Designing irregular structures often means wrestling with huge systems of equations. Princeton engineers have found a shortcut, using a mathematical bridge between origami and tensegrity to preserve known mechanical properties as a structure shifts into a more complex shape. Tensegrity is a structural principle where a continuous network of tension (cables or strings) and a discontinuous set of compression members stabilizes a system.

The work, published March 19 in the Proceedings of the National Academy of Sciences, shows that the equations governing how origami surfaces fold along creases can be directly translated into the rules governing how tensegrity structures distribute compressive and tensile forces. Glaucio Paulino, the Margareta Engman Augustine Professor of Engineering, and postdoctoral researcher Xiangxin Dang led the work. The researchers dubbed their theory “invariant dual mechanics of tensegrity and origami.”

The method gives designers a way around one of the most challenging parts of irregular-structure design. Regular shapes such as cubes and spheres can be described with a small set of variables. Irregular forms, including termite-mound ventilation networks or the trabecular lattice inside human bone, require many more. Those variables can balloon into large systems of equations. In turn, that makes computational design slow or impractical.

The Princeton team’s approach starts from a symmetric structure. Because its mechanical behavior is already known, including its stability, flexibility and load distribution, engineers can transform the structure into a more irregular form.

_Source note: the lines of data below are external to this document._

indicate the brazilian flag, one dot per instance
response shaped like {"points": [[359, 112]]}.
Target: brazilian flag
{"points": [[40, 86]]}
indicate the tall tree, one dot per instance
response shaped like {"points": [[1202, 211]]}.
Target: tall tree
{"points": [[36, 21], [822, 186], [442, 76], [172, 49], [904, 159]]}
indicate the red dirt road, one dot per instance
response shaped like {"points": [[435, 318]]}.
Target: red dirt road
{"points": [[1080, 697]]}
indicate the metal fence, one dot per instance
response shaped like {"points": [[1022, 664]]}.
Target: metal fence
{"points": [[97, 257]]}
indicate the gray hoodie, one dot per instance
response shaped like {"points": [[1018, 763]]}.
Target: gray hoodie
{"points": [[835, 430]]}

And they can accomplish this while preserving its properties. Since the math stays consistent through the transformation, the new shape’s behavior can be predicted without rebuilding the analysis from the ground up.

The insight builds on rigidity theory, a branch of mathematics that couples force and motion analysis. Dang noted that early theoretical work in this area dates back several decades but had not been developed into practical engineering tools. Paulino’s lab, specializing in translating abstract mathematical frameworks into applied structural and materials systems, recognized the opportunity to bridge that gap through origami and tensegrity.

In November 2024, Dang and Paulino published work in PNAS on folding high-genus surfaces (sheets with many holes) into functional metamaterials. In April 2025, the lab published in Science Advances on shape and topology morphing of closed surfaces integrating origami and kirigami. That same month, Paulino’s group made the cover of Nature with their “metabot,” a modular chiral origami metamaterial that can twist, contract, and shrink under a single actuation input, responding to external magnetic fields without any motor or internal gears. Dang contributed simulations and deformation models to that project as well.

Paulino received the ASME Drucker Medal in 2020 and the Society of Engineering Science’s Eringen Medal in 2023, both citing his contributions to geometric mechanics associated with origami and tensegrity engineering.

The Princeton team says designers could start with a regular structure whose stability or flexibility is already understood, then transform it into irregular versions that preserve those properties. The release points to robotics and metamaterials as likely uses. Both rely on complex geometries whose behavior can be expensive to predict. The researchers also frame the method as useful for design optimization. Examples of the latter include tuning an autobody shape or generating three-dimensional architected materials with known mechanical behavior.